While this is a great set-up for a spy thriller, there is nothing about any of the characters that evokes the slightest bit of sympathy that might allow you to get a handle on them for them. Granted, the conversation and the back and forth cut and thrust within it unearths some clandestine sexual liaisons, but that, of itself, doesn’t do the job. That said, if the opening meeting and dinner party hold the attention almost on the grounds of tension alone, what follows doesn’t grip the audience in the same way. Much use is subsequently made of various characters being cross-examined on Dr. Zoe Vaughan’s psychiatrist’s couch, and the film plays a further casting ace by making an ageing, grey-haired Pierce Brosnan the organisation’s besuited boss. Yet, despite the actor’s trademark twinkle in his eye, the cold and distant nature of his character as written on the page means he’s as difficult to relate to as everyone else here.

Curiously, the film picks up again as it draws to a close, as George subjects the various suspects to the lie detector test promised in the opening reel, in which separate tests on a series of subjects are presented (either through clever scripting or judicious editing later in the filmmaking process) as if they were just one test as, for example, a question is asked and the person who answers it in the next shot isn’t the one we thought was being asked that question.

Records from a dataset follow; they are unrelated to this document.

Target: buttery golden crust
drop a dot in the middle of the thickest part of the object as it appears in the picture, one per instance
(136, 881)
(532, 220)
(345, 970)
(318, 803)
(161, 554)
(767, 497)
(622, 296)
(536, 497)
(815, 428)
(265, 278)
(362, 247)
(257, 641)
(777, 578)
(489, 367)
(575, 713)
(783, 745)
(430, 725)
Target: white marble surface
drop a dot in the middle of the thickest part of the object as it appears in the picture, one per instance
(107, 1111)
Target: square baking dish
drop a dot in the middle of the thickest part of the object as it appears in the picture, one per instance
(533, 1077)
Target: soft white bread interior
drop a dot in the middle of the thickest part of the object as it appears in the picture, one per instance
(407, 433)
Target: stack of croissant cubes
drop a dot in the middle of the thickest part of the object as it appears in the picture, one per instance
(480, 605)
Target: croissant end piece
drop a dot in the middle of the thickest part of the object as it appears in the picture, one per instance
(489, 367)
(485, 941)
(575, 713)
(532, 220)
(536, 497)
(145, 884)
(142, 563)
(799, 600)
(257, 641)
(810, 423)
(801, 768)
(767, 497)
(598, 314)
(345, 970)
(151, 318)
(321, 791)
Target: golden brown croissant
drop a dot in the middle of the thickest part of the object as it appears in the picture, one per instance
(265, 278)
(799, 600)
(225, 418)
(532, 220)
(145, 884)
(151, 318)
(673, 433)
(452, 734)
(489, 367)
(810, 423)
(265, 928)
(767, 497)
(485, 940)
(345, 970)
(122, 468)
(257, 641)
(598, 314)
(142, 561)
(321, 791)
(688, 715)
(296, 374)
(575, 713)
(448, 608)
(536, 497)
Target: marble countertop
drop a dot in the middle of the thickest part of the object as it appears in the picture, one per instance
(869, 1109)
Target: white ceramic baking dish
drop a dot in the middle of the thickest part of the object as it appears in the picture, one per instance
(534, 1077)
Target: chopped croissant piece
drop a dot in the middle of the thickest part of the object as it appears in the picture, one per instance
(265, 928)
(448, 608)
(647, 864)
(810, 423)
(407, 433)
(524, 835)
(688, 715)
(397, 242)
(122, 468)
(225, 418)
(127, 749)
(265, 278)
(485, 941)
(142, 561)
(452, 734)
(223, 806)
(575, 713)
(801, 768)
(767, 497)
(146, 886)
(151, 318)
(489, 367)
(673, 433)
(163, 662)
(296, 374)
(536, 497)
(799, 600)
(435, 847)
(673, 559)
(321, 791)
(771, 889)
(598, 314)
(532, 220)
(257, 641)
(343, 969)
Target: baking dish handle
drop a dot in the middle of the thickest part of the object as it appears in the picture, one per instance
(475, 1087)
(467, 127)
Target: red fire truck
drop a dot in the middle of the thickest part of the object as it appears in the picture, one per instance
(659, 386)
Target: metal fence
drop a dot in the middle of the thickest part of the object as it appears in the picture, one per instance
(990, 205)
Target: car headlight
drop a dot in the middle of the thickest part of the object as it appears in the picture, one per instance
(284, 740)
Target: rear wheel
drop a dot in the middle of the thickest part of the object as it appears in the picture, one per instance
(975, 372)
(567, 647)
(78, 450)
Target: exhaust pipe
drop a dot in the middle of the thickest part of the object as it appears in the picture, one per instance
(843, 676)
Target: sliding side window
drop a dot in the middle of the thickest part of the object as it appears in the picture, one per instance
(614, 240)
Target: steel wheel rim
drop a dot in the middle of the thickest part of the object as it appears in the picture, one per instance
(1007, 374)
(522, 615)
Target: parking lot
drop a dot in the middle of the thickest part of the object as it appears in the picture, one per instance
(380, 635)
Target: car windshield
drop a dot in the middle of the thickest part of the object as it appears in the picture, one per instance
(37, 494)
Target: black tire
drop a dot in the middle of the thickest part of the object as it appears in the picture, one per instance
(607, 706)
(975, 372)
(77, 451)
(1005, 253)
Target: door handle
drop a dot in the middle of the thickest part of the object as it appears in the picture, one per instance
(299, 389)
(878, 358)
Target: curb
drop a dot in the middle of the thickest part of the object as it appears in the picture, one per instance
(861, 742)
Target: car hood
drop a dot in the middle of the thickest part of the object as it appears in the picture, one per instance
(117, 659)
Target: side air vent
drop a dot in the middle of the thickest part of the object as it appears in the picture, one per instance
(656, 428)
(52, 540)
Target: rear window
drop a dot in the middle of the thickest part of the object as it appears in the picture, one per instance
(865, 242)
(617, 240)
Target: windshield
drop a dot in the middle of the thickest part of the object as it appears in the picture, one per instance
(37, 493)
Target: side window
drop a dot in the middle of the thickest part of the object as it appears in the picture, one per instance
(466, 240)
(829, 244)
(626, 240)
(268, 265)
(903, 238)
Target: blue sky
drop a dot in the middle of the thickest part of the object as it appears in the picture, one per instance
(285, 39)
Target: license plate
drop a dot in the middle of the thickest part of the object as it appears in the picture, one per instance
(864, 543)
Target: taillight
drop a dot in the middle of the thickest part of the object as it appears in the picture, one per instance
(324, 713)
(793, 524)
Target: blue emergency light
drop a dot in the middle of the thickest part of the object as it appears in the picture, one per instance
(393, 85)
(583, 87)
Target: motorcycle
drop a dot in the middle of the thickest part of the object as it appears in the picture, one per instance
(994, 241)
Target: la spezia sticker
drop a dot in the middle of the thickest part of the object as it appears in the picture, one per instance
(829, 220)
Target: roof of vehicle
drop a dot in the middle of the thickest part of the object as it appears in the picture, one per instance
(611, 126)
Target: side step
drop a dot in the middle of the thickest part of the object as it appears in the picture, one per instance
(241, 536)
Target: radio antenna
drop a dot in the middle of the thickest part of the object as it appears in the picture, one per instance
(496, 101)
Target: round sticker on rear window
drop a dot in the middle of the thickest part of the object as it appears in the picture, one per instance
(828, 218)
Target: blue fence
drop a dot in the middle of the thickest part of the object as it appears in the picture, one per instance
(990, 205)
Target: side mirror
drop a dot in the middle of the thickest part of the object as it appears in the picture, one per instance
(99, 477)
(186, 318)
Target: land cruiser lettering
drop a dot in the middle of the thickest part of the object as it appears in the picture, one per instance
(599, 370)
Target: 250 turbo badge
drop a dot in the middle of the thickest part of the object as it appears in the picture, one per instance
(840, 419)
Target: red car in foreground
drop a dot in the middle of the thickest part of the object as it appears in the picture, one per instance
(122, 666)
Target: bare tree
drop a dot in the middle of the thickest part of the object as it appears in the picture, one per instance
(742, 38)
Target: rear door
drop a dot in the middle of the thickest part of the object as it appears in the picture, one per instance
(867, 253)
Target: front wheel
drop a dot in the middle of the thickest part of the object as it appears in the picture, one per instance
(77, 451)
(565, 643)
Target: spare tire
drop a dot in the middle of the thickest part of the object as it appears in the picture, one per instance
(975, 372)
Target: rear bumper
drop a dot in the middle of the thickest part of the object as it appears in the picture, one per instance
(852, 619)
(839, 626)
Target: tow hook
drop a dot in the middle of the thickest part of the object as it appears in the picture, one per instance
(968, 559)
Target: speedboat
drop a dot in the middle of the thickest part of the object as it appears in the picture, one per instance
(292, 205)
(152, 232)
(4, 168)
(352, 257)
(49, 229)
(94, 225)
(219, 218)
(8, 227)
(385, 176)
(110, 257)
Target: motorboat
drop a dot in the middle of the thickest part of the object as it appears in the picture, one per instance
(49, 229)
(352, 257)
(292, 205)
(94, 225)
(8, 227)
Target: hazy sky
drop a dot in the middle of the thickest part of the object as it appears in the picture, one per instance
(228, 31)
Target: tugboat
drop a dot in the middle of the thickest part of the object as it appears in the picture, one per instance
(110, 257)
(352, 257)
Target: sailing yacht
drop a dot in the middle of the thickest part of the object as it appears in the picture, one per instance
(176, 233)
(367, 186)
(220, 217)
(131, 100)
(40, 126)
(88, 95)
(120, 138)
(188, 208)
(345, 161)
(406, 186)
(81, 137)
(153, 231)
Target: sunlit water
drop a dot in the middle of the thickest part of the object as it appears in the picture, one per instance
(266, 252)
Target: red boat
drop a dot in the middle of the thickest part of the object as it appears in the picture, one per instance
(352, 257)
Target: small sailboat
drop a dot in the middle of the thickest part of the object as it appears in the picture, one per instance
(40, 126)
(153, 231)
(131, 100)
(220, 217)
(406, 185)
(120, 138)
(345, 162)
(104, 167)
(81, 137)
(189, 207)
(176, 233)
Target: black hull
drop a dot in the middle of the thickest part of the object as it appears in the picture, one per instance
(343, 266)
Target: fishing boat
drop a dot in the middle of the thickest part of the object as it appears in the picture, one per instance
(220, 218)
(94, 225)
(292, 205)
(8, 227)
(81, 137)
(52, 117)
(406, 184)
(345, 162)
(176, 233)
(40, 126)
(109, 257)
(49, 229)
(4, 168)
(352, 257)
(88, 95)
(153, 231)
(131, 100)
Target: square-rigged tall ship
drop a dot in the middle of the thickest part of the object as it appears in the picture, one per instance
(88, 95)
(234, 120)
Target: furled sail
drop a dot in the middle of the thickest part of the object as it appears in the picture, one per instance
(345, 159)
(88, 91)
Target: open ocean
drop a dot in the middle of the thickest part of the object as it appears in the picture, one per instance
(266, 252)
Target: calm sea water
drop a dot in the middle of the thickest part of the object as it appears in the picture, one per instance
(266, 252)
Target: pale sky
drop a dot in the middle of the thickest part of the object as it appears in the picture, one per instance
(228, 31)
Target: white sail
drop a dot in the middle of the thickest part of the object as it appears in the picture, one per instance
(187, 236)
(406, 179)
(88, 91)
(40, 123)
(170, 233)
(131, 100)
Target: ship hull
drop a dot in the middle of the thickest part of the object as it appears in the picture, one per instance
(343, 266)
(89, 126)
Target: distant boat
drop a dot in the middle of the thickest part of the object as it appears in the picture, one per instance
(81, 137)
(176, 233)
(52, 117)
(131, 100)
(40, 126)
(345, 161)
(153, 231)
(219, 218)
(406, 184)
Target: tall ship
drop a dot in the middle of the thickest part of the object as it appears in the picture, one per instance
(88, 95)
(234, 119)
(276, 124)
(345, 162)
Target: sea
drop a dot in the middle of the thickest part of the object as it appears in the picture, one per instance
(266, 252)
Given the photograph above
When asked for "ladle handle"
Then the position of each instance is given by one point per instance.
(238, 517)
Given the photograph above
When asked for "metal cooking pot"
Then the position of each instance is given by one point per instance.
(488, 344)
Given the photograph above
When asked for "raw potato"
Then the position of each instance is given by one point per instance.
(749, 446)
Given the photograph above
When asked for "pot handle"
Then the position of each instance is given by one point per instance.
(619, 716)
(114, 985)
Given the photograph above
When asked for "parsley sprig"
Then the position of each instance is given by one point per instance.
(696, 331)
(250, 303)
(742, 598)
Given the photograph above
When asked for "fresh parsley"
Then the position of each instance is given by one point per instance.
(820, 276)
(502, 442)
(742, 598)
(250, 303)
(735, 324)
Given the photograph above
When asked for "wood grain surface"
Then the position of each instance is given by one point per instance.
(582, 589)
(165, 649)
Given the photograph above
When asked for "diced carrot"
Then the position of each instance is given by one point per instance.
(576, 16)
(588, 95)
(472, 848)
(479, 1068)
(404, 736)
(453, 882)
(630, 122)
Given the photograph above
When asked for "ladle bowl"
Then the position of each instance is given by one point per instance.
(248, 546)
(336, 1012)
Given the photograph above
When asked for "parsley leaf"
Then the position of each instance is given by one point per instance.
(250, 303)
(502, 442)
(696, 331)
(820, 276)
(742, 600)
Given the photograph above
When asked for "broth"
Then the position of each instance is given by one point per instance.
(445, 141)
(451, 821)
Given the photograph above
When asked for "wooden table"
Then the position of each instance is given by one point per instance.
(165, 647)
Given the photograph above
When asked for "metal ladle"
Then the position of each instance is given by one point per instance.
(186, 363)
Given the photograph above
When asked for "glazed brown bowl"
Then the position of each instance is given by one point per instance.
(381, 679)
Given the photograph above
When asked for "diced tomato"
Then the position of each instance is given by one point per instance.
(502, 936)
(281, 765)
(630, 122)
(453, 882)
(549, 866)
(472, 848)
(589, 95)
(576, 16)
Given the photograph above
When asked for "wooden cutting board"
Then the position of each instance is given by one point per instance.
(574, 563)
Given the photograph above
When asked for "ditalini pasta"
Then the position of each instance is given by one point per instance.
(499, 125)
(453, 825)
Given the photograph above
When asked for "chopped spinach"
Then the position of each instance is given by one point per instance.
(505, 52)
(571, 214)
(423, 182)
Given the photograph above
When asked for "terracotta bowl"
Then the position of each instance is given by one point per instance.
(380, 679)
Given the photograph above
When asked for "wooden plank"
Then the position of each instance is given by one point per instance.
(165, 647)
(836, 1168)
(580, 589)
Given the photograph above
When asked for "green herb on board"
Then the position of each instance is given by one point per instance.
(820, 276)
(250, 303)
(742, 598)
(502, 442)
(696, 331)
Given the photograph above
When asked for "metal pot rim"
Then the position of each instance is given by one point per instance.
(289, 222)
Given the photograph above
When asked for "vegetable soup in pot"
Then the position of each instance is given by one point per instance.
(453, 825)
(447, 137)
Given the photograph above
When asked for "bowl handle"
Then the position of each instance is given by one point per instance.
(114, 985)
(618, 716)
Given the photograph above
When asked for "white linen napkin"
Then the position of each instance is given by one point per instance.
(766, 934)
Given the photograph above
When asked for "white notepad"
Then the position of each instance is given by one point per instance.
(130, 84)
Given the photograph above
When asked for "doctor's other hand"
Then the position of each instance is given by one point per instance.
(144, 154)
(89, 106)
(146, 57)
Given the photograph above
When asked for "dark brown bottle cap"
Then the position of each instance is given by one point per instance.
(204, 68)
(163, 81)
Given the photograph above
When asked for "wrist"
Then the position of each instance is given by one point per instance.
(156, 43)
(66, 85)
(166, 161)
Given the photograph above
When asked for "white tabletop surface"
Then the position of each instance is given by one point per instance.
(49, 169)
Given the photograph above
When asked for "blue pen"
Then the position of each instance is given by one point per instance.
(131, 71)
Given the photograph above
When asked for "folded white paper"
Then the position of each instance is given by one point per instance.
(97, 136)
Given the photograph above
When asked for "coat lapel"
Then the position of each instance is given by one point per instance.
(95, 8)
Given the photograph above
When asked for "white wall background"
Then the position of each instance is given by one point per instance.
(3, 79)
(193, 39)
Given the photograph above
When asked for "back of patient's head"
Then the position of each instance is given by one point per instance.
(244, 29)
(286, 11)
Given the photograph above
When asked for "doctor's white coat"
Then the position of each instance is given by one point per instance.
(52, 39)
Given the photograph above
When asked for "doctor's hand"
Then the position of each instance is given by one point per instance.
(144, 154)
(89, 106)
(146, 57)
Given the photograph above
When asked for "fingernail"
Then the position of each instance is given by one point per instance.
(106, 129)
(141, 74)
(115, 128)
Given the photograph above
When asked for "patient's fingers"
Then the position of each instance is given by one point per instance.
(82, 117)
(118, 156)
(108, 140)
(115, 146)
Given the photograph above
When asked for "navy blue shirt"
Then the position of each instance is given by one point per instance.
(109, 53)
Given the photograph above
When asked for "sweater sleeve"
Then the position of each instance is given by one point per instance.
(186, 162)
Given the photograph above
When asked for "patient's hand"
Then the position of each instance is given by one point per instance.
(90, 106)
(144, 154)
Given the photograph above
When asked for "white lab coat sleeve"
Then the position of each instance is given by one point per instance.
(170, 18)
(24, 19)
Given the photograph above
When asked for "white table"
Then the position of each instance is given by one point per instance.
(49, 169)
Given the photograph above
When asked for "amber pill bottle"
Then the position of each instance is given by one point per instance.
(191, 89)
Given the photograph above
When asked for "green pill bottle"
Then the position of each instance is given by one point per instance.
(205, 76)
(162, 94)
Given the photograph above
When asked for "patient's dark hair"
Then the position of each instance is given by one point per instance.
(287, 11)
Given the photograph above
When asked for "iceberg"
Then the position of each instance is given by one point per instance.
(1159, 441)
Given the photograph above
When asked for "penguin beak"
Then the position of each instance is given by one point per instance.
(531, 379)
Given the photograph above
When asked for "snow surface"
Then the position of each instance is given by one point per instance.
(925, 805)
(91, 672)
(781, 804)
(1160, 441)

For the finale, in the long-established, screenwriting tradition of having narrative endings mirror openings, George and Kathryn stage a second dinner party, with a different game – one involving a handgun placed in the centre of the table. Like its opening counterpart, this scene, too, is compelling.

All this feels like someone had a great idea for an opening, a great idea for an ending, and no idea what to do in between. And a set of characters for whom the audience struggle to have any sympathy. Which suggests something that, with further script development, could have been very effective had these issues been ironed out. Perhaps the lie detector test scene should have been placed earlier in the proceedings – we are tantalised with the prospect of it early on, but then it takes an eternity to arrive (and this is in a commendably brief 90-odd minute running length, which gives some idea of the film’s problems). As it stands, aside from the impressive bookends, and a stellar cast pulling out all the stops, this is a slog to be avoided at all costs.
Which is a shame, because the trailer makes it look terrific. You have been warned.
Black Bag is out in cinemas in the UK on Friday, March 14th.